Workshop ini diikuti sekitar 50 peserta dari 14 pengelola objek wisata di Sei Bingai. Tujuannya meningkatkan pemahaman pelaku usaha wisata, pengelola destinasi, pemandu wisata, dan pemangku kepentingan tentang standar keamanan serta keselamatan dalam pengelolaan wisata.
Dalam paparannya, Sribana menegaskan keamanan dan keselamatan adalah faktor utama membangun kepercayaan wisatawan. Destinasi yang aman dan nyaman dinilai punya daya saing lebih tinggi serta berpotensi meningkatkan kunjungan.

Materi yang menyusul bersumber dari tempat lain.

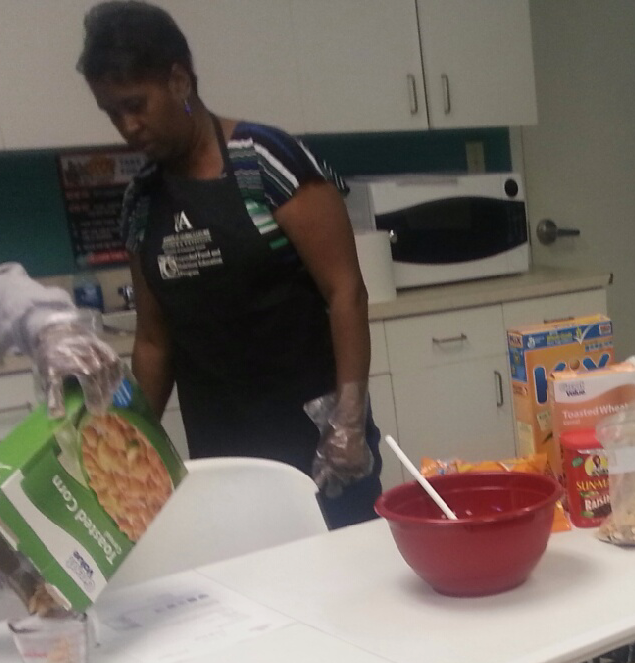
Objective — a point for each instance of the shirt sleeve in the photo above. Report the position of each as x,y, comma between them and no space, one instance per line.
285,163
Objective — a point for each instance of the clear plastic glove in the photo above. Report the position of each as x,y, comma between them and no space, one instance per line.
342,456
18,574
66,347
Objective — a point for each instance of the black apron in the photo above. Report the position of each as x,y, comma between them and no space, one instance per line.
250,331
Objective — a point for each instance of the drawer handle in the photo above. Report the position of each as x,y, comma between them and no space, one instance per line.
412,93
550,320
500,396
447,106
450,339
16,408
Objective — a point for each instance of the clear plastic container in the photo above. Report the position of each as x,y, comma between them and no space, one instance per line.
59,640
617,435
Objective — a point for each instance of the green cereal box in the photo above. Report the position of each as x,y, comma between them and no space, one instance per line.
77,493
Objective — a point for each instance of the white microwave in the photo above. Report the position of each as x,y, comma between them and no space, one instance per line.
445,228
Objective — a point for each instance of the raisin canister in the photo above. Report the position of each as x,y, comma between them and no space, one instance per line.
586,477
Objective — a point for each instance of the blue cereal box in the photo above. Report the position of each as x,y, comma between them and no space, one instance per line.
535,352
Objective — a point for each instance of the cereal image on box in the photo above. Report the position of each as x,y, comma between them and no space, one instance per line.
535,353
76,493
125,471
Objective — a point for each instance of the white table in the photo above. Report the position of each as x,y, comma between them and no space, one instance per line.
351,597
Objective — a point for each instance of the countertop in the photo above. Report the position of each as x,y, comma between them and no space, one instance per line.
539,282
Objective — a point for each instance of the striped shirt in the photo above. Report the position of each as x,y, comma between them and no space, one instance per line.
269,164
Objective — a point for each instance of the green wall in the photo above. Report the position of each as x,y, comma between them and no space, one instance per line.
33,228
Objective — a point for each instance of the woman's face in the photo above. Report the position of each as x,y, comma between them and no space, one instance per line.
149,115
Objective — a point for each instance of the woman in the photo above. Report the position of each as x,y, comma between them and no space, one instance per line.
247,284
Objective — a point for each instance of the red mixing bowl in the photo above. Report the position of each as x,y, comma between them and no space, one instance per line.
504,521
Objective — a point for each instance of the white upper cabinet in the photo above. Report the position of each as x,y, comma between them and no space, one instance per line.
309,66
478,62
360,65
44,102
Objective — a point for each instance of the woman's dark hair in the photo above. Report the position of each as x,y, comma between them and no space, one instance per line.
131,41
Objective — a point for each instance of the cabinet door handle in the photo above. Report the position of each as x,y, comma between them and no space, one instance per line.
500,396
450,339
412,93
447,106
16,408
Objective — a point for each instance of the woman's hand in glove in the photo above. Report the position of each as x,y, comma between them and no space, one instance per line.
69,348
342,455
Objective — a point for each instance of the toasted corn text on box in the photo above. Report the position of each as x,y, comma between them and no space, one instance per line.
77,493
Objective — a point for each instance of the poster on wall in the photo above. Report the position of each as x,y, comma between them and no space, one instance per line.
93,184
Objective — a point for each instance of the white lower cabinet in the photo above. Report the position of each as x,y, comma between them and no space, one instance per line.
385,417
448,384
458,411
17,400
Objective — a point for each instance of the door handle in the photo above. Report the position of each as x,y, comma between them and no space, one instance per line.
412,92
450,339
547,232
500,396
447,106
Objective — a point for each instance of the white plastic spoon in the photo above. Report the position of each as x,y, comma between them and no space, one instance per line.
423,482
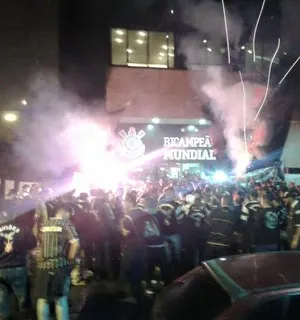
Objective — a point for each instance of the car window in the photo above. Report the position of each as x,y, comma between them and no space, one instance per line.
293,308
196,295
268,310
280,308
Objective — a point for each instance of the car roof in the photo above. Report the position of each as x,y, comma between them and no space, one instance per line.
242,274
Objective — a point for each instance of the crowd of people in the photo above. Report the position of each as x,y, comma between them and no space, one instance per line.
142,238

“Faktor keamanan dan keselamatan menjadi salah satu kunci meningkatkan kualitas destinasi wisata. Ketika wisatawan merasa aman, mereka lebih percaya untuk berkunjung dan kembali lagi. Ini berdampak positif pada pertumbuhan pariwisata dan peningkatan Pendapatan Asli Daerah,” ujar Sribana.
Politisi Golkar itu juga menekankan keamanan bukan hanya tanggung jawab pemerintah. Dibutuhkan komitmen bersama pemerintah, pelaku usaha, dan masyarakat.

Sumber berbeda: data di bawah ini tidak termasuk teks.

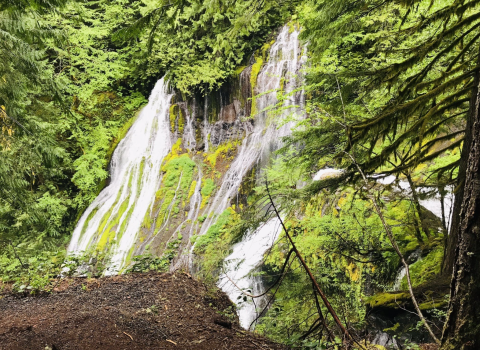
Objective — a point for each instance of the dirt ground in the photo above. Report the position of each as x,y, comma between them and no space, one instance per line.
138,311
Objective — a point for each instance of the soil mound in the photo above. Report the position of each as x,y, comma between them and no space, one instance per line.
138,311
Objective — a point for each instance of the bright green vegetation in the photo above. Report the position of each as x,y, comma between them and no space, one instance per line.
174,192
208,186
149,262
388,86
214,245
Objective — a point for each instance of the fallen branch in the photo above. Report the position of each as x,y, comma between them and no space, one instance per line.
329,307
399,253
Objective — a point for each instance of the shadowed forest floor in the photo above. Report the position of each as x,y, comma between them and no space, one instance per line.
138,311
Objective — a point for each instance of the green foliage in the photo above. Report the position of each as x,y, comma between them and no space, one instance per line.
425,269
148,262
212,247
201,43
208,186
214,231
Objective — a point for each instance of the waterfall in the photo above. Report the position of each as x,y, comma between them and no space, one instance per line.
158,170
283,67
115,216
282,71
245,258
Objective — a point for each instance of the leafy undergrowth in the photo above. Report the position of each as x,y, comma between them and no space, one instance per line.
136,311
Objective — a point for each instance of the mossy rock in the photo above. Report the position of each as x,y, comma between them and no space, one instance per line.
388,300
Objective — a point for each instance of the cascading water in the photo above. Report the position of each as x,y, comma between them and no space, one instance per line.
115,216
245,258
158,171
285,61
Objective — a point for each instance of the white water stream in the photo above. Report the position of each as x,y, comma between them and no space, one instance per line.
135,177
247,255
286,58
115,220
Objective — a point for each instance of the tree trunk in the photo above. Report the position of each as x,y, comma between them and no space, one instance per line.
462,329
454,232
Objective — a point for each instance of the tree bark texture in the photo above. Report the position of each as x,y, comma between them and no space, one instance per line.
455,222
462,329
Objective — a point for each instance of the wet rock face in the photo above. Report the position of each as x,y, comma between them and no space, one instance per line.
218,116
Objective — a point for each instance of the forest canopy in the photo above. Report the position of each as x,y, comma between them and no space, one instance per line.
391,90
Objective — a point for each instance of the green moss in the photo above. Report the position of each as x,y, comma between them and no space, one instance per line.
120,135
147,220
192,189
85,224
125,222
387,299
213,232
104,220
393,329
140,176
176,183
433,304
221,151
208,186
253,82
239,70
426,269
173,116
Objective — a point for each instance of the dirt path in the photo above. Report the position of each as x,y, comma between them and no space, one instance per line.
140,311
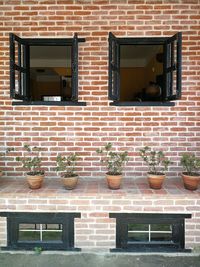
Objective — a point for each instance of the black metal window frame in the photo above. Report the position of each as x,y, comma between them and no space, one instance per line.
14,219
169,66
178,232
23,68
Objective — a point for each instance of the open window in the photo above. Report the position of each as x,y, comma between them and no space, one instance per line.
44,70
144,71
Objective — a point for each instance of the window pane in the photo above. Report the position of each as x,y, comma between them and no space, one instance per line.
52,226
138,237
29,232
51,236
29,236
50,72
27,226
141,72
138,227
161,227
161,237
17,84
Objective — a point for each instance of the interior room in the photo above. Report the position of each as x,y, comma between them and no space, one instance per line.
50,73
141,72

“Dengan sinergi yang baik, saya optimis destinasi wisata di Langkat semakin berkembang dan memberi manfaat ekonomi lebih besar bagi masyarakat,” katanya.
Sribana menambahkan DPRD Langkat berkomitmen mendukung pengembangan pariwisata lewat fungsi legislasi, penganggaran, dan pengawasan agar pembangunan berjalan berkelanjutan.
Sementara itu, Kepala Disbudpar Langkat Nur Elly Heriani Rambe menyebut pihaknya terus berupaya meningkatkan kontribusi pariwisata terhadap PAD. Menurutnya, itu harus diiringi fasilitas memadai di setiap destinasi.
“Pengembangan destinasi harus diiringi peningkatan infrastruktur dan pelayanan. Akses jalan harus memadai, pemandu wisata bersertifikat kompetensi, serta tersedia sarana keselamatan dan fasilitas pendukung lain,” jelasnya.
Workshop turut menghadirkan narasumber dari BPBD Kabupaten Langkat dan Basarnas Provinsi Sumatera Utara yang membahas mitigasi risiko dan kesiapsiagaan darurat di destinasi wisata.(BB-2).